SHODAN SHOWDOWN
PC Gamer US Edition|July 2020
Irrational Games co-founder Jonathan Chey on the difficult development of SYSTEM SHOCK 2—and how he’s still finding new inspiration in it today.
Alex Wiltshire
SHODAN SHOWDOWN

For me, System Shock 2 is one of the all-time greats. Tying together sharp storytelling, taut gunplay, and RPG character development, all set on a spaceship that drips with horror-inflected tension, it was the gateway to the immersive sim classics to come, such as BioShock, Dishonored, and Prey.

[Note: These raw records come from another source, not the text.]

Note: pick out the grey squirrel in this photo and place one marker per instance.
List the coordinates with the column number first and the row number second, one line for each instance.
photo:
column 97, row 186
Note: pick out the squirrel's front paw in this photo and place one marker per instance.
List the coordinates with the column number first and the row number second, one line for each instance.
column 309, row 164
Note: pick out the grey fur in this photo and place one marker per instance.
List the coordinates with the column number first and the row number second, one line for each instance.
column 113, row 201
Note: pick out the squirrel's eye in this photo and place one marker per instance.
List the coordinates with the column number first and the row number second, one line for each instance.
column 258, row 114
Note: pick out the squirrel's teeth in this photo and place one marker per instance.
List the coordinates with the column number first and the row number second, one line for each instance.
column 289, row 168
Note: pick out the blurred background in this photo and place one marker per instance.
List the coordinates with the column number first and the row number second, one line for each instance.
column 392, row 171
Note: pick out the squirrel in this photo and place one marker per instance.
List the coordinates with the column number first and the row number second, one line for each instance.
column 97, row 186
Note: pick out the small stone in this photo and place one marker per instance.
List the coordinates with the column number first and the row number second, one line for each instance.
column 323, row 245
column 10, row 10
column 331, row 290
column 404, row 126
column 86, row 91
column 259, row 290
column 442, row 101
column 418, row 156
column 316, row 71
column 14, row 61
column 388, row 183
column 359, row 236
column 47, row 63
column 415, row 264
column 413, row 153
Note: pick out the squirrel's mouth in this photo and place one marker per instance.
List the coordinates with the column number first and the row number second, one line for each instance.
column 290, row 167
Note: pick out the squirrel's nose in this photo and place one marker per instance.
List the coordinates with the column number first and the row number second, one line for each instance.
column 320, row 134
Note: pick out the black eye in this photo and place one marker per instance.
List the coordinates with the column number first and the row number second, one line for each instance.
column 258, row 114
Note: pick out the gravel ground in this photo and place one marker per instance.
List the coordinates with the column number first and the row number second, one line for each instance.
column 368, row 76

But for its makers, System Shock 2 was a test.

It was the first project by a new studio called Irrational Games, a chance to prove it could deliver a game that matched the caliber of Looking Glass, the developer of the original System Shock, Thief, and other PC classics. “It was probably the most pressure I’ve felt in my life,” says Jonathan Chey, one of its three lead developers. “My strongest motivation was not wanting to look like a fool, because we’d never done anything like this before in our lives.”

Over 20 years later, Chey can say the gamble worked. System Shock 2 made Irrational Games’ name, laying the foundation for a future in which it would make the likes of SWAT 4, Freedom Force, and, of course, BioShock, and lately, Chey has found himself returning to it for inspiration. At the time, though, it didn’t quite light up the charts. Sure, it was critically lauded, but for Chey and his fellow founders, Ken Levine and Rob Fermier, it was simply enough.

System Shock 2’s Von Braun is home to mechs as well as more biological enemies.